Photo: Howard Gwynne

Creativity and innovation

“I don’t remember what I did before and whether I can do it again,” Cate Blanchett confesses to her husband Andrew Upton in the behind-the-scenes documentary, In the Company of Actors, which tracks the Sydney Theatre Company’s performance of Hedda Gabler in New York during 2006. Andrew reassures her that she’ll know exactly what to do when the time comes.

Photo: Howard Gwynne

Photo: Howard Gwynne

Every situation is different; it’s never a perfect replica of the past, as Cate Blanchett knew only too well. And, because every moment is new, it calls for a creative response. That can unsettle us though; there are unknowns and unknowables over which we have no immediate control.

By its very nature, creativity is tangled up in the subjective. It is out of our subjectivity that the creative impulse emerges. All the tricks, tools, techniques, structures, policies and plans at our disposal provide a necessary medium but originality of thought is fueled by our subjective experience.

When the affective mind is stirred by an idea, an unexpected connection or strong expressive urge, there is a corresponding visceral response – a sense of movement, a sense of hope, a spark.

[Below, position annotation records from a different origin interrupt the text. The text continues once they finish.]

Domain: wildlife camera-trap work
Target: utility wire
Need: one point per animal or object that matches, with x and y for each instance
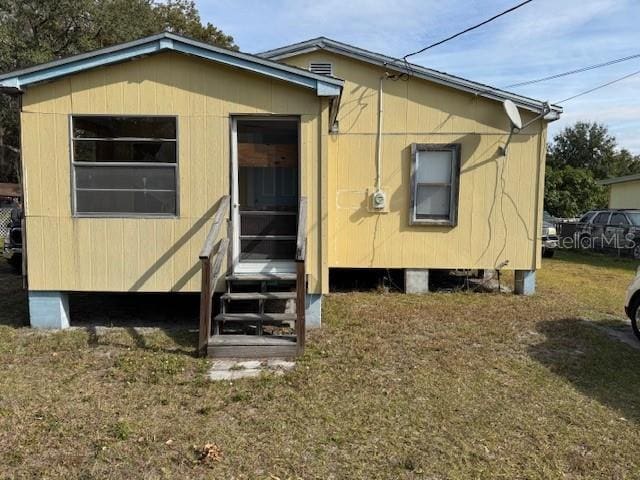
(577, 70)
(598, 87)
(468, 29)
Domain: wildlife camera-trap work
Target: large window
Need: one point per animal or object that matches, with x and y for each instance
(124, 166)
(435, 172)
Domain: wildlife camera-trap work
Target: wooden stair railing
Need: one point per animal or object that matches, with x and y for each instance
(301, 284)
(211, 264)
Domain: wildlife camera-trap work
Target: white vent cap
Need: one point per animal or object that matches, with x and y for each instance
(321, 68)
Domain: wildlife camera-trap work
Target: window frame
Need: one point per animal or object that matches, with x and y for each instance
(455, 149)
(73, 164)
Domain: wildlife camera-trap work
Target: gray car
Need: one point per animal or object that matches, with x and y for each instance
(610, 229)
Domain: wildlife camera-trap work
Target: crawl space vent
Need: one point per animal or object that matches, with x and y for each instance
(321, 68)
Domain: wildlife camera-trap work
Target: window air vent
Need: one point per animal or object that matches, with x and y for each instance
(321, 68)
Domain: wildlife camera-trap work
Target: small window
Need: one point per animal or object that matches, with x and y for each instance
(124, 165)
(434, 184)
(619, 219)
(602, 218)
(321, 68)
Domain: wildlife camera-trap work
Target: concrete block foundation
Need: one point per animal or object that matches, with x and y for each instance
(313, 310)
(525, 282)
(49, 310)
(416, 280)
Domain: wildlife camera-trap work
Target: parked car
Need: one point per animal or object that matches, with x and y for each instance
(549, 235)
(12, 250)
(616, 229)
(632, 304)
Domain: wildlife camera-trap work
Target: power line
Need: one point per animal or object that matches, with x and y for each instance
(468, 29)
(577, 70)
(599, 87)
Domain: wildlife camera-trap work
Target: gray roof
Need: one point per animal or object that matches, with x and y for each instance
(399, 65)
(626, 178)
(18, 80)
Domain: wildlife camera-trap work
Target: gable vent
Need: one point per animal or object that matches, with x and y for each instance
(321, 68)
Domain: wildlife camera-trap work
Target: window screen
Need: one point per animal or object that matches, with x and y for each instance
(435, 184)
(124, 165)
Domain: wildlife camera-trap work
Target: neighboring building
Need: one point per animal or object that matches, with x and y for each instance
(624, 192)
(128, 152)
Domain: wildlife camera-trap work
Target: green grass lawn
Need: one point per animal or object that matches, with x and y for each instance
(444, 386)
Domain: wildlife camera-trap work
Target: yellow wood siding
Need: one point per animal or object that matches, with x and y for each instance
(500, 200)
(133, 254)
(624, 195)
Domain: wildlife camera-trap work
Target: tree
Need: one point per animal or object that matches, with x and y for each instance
(579, 156)
(37, 31)
(569, 192)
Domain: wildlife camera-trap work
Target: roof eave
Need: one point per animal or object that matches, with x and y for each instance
(416, 70)
(21, 79)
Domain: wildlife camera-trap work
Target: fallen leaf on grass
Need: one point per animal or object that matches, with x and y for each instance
(210, 453)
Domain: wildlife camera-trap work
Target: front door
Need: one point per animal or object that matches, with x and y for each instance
(265, 191)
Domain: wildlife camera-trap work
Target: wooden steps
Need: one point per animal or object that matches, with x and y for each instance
(253, 301)
(261, 277)
(264, 318)
(259, 296)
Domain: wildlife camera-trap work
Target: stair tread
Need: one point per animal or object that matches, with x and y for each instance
(255, 316)
(259, 295)
(251, 340)
(253, 277)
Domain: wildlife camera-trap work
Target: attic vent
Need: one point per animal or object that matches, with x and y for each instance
(321, 68)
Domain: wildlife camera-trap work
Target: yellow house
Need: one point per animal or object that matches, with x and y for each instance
(624, 192)
(169, 165)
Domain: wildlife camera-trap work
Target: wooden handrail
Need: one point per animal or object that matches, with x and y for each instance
(301, 238)
(301, 284)
(211, 265)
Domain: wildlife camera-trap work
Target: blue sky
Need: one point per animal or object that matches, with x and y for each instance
(540, 39)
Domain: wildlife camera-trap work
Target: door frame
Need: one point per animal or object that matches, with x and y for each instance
(273, 266)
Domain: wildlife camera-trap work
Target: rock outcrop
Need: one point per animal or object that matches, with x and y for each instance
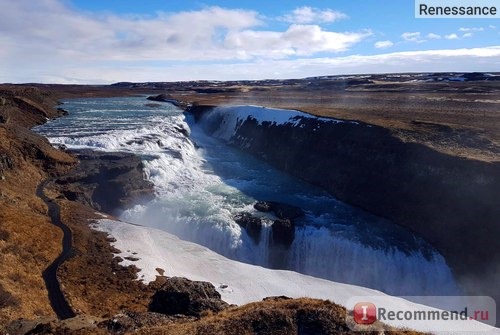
(282, 211)
(182, 296)
(108, 182)
(452, 202)
(165, 98)
(252, 225)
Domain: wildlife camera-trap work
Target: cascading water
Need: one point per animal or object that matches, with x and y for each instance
(201, 184)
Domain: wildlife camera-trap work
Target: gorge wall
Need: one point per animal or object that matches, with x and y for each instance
(452, 202)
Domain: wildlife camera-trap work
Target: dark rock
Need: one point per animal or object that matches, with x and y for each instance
(438, 196)
(277, 298)
(282, 211)
(6, 162)
(283, 232)
(108, 182)
(164, 98)
(263, 206)
(130, 321)
(183, 296)
(252, 225)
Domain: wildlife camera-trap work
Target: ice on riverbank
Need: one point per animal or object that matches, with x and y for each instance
(241, 283)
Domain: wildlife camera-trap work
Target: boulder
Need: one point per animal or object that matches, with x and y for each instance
(281, 210)
(252, 225)
(186, 297)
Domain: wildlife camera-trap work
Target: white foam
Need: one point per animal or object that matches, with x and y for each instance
(244, 283)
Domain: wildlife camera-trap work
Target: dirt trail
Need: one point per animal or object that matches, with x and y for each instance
(57, 300)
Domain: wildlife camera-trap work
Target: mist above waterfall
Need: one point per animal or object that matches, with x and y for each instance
(202, 183)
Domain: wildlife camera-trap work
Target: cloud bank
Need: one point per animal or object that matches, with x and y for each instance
(48, 41)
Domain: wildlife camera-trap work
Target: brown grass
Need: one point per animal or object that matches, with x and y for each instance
(295, 316)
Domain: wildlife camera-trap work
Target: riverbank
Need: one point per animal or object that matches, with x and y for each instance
(90, 292)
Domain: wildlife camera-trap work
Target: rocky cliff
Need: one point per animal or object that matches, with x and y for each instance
(452, 202)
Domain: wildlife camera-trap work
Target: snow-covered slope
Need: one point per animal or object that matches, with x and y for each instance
(241, 283)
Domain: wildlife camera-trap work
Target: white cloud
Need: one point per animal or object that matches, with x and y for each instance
(433, 36)
(306, 15)
(456, 60)
(383, 44)
(62, 45)
(411, 37)
(470, 29)
(297, 40)
(213, 33)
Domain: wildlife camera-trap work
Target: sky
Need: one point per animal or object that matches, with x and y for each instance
(106, 41)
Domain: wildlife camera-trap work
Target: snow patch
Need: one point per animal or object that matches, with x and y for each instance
(240, 283)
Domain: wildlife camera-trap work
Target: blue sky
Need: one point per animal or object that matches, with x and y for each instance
(88, 41)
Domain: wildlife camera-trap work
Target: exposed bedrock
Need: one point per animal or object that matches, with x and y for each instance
(108, 182)
(183, 296)
(453, 202)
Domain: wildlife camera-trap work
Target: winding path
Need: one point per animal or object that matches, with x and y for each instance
(56, 297)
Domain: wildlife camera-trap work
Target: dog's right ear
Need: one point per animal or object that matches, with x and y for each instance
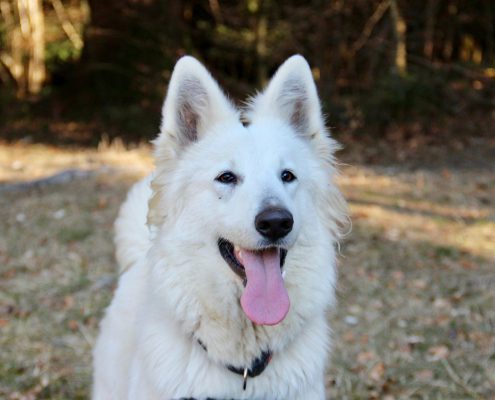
(194, 103)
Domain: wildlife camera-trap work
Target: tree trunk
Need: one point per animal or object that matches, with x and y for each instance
(399, 28)
(36, 66)
(431, 11)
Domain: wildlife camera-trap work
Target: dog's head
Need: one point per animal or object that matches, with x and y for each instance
(253, 191)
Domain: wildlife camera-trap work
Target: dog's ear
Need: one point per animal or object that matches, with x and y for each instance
(291, 96)
(193, 104)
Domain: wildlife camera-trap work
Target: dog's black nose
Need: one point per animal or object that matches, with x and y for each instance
(274, 223)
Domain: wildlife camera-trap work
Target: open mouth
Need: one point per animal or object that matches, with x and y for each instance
(228, 252)
(265, 299)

Project Sisu Autumn 2009, explores the connection between being present for that ‘spark’ and being creative.  Turning creativity into innovation is a quest many businesses  are on or say they want to be on. But is there a fundamental misunderstanding about the quixotic by-ways creativity can take on its road to producing  tangible innovation?  And could that misunderstanding be robbing us of something original and fresh, something deeply satisfying for people and something vital for revolutionising services and products?